Below is an old image and a catalog insert for the BTO, probably the most sought after Garnet amplifier. Most likely due to the fact that only about 300 were made during a three year time span, the heads fetch ‘silly money’ in the U.S. of A, while the cabinets don’t. This is a crying shame because the cabinet came optionally in a 4X12″ set-up with 70-watt Marsland speakers ‘featuring’ Alnico V magnets. Can you say “but-tah”? I own a 4X12″ BTO cabinet and it is the smoothest sounding bass cabinet I have ever heard. Getting back to the head, four EL34’s with a high voltage supply easily gave 150 watts of output power (before clipping) into a standard cabinet with three 15″ speakers (Model R260D) or two 15″ speakers and one horn (Model L260D, as shown above). Greg Leskiw (who replaced Randy Bachman in The Guess Who) insisted on JBL’s for the 15″ speakers in his BTO cabinets, making this amplifier/cabinet LOUD! There are many slight variations in the construction of the head, which include;
- The original chassis mounts ‘upside down’ on the top of the cabinet (as shown above; think Fender) while the later version chassis mounts on the bottom (think Marshall).
- Brass trunk corners were used on all earlier Garnet amplifiers, including the BTO’s. Chrome corners equals 1970’s amplifiers.
- The ‘Stinger’ was a 6AN8 on a few of the earliest BTO’s, followed by a 6AU6 and finally the much more seen 6JW8. FYI; The ‘Stinger’ is NOT the same as a ‘Herzog’. The ‘Tremolo’ on some models may also use a 6AU6 and have a ‘swing’ that is to die for! This is because the voltage gain of a 6AU6 (pentode) is much higher that the triode section of either the 6AN8 or 6JW8. This gives HUGE depth to the ‘Tremolo’.
- The original silk-screened ‘Garnet’ EL34’s are Siemens tubes! Gar is also one of only two manufacturers I know (the other being Traynor) that used an EL34 in a way that promotes tube reliability, but still I definitely wouldn’t put anything but a top-notch EL34 in this amplifier, unless you are prepared to seriously modify the screen and bias supply.

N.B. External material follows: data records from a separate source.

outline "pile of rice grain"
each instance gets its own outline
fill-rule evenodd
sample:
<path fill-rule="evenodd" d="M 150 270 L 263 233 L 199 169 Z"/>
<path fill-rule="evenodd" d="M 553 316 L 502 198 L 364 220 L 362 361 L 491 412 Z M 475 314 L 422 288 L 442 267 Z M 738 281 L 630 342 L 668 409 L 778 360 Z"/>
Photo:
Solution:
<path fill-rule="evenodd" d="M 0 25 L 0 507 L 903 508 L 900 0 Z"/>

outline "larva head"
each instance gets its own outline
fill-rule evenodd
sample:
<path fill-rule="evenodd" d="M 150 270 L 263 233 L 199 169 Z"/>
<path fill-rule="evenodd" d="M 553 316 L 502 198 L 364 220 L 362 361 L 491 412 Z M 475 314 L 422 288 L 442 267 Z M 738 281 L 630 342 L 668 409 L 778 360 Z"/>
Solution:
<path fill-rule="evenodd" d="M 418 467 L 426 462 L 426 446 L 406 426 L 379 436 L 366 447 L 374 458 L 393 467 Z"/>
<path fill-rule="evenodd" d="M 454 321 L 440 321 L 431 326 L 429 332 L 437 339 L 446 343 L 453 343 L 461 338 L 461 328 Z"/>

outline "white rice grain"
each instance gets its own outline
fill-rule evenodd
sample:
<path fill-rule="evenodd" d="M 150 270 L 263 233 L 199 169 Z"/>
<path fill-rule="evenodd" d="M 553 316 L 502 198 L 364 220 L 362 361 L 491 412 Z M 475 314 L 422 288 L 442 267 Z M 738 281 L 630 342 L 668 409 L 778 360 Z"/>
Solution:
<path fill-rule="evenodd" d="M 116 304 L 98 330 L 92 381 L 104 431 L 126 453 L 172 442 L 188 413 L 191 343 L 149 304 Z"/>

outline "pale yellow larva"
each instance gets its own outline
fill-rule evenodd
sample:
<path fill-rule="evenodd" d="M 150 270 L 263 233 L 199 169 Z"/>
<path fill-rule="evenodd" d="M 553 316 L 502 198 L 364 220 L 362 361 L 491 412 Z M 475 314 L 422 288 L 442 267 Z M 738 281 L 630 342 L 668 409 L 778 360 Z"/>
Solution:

- There was a ‘Bass’ version available (below), that would give any Ampeg SVT a serious run for its’ money! These are identified by the bass clefs attached to the head and cabinet. The BTO 600 put out a clean 225 watts RMS with six EL34’s.
The Garnet Li’l Rock.
The Garnet Li’l Rock amplifier is very similar electronically to a Tweed-era Fender Deluxe amplifier (the phase inverter tube in a Li’l Rock is a 6SN7). The taller cabinet is sealed only for the bottom 2/3rds of the ‘speaker compartment’, leaving the top chassis area open. The added height and closed back yields a little more bottom-end ‘oomph’ or push to the tone. Traynor took this idea to heart with their Guitar Mate amplifiers (see the Traynor section of Made in Canada). This is one my favorite Garnet amplifiers, because it is so portable, and has great tone. The 20 watts of output power may not be enough for most gigging situations, but it makes an excellent practice/recording amplifier. Similar to the Li’l Rock was the Mach 5 amplifier (basically a Li’l Rock with tremolo) which came out in three versions; 1) With a transformer ‘impedance coupled’ phase inverter. 2) With a ‘normal’ 6SN7 phase inverter. 3) With a 6SN7 phase inverter tube and a 6CG7 driving a Reverb circuit. This would be very close to a single-channel Deluxe Reverb, but at a considerable saving compared to today’s prices for a vintage piece.